Syria:
More than 300,000 refugees have returned to Syria since president Bashar al-Assad was overthrown, the United Nations said Friday.
“Since December 8… we’ve now crossed the 300,000 returns,” Celine Schmitt of the UN refugee agency UNHCR told reporters in Geneva, via video-link from Damascus.
Her comments came after Turkish President Recep Tayyip Erdogan on Thursday said that more than 133,000 Syrians who had been living in Turkey had returned to their country since Assad was ousted.
Turkey is home to nearly three million refugees who fled Syria after the civil war began in 2011 and is keen to see them return home.
Assad was toppled in early December in a rebel offensive, putting an end to his family’s decades-long grip on power in the Middle Eastern country and bookmarking a civil war that broke out in 2011, with the brutal repression of anti-government protests.
Syria’s war killed more than half a million people and displaced millions from their homes.

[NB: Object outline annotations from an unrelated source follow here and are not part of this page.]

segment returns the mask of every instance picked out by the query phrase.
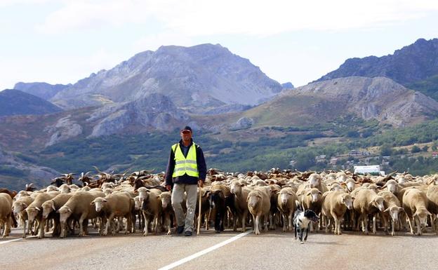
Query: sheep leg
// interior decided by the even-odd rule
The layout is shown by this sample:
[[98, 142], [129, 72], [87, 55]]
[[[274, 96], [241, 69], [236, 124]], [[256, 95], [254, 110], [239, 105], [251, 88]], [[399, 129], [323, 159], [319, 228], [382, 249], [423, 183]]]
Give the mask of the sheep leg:
[[421, 235], [421, 223], [420, 223], [420, 218], [418, 217], [416, 217], [413, 218], [414, 221], [417, 223], [417, 234], [418, 236]]
[[275, 226], [274, 225], [274, 220], [272, 219], [273, 215], [271, 213], [269, 213], [267, 215], [269, 215], [269, 217], [270, 217], [269, 229], [271, 230], [275, 229]]
[[304, 241], [307, 241], [307, 234], [309, 234], [309, 225], [307, 224], [307, 227], [306, 228], [306, 235], [305, 236], [304, 236]]
[[303, 234], [304, 234], [304, 228], [300, 228], [300, 244], [303, 244], [304, 242], [303, 241]]
[[85, 215], [82, 215], [79, 218], [79, 234], [78, 236], [85, 236], [85, 231], [84, 230], [84, 221], [86, 219]]
[[259, 235], [260, 231], [258, 229], [258, 222], [260, 221], [260, 215], [257, 215], [256, 216], [254, 216], [254, 215], [253, 215], [253, 218], [254, 219], [254, 233], [255, 235]]
[[169, 217], [168, 214], [166, 215], [166, 227], [167, 227], [167, 235], [170, 236], [171, 232], [171, 217]]
[[143, 216], [145, 217], [145, 229], [143, 230], [143, 236], [147, 236], [148, 233], [149, 218], [147, 214], [145, 212], [143, 212]]
[[44, 238], [44, 227], [45, 227], [46, 222], [47, 222], [47, 220], [46, 220], [46, 219], [41, 218], [41, 223], [39, 224], [39, 232], [38, 234], [39, 239]]
[[241, 221], [242, 221], [242, 231], [245, 232], [246, 231], [246, 217], [248, 215], [248, 212], [244, 212], [242, 214]]
[[408, 224], [409, 224], [409, 229], [411, 229], [411, 234], [415, 234], [413, 233], [413, 229], [412, 228], [412, 222], [411, 222], [411, 217], [408, 217]]
[[283, 220], [284, 220], [284, 222], [283, 222], [283, 232], [284, 233], [284, 232], [286, 232], [286, 227], [287, 227], [287, 225], [286, 225], [287, 223], [286, 223], [286, 221], [289, 219], [289, 217], [288, 216], [287, 217], [287, 220], [286, 220], [286, 214], [283, 213], [281, 215], [283, 216]]
[[333, 220], [335, 220], [335, 234], [340, 234], [340, 232], [339, 231], [340, 231], [339, 229], [340, 225], [339, 224], [339, 220], [338, 220], [338, 216], [336, 215], [333, 215], [333, 213], [332, 215], [333, 217]]
[[[26, 224], [27, 223], [27, 220], [25, 220], [23, 222], [23, 235], [22, 235], [23, 238], [26, 238]], [[27, 229], [29, 230], [29, 227], [27, 227]]]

It remains “the world’s largest displacement crisis”, Schmitt said, stressing that most of those who had fled the war were eager to return to their homes.
In addition to the returning refugees, she said that another 900,000 people who had been internally displaced inside Syria had gone back to their home areas, “so in total, it’s 1.2 million people returned since early December”, she said.
UNHCR, she said, had conducted a survey indicating that a full one million internally displaced people living in camps and sites across northwestern Syria intend to return home “within the next year”.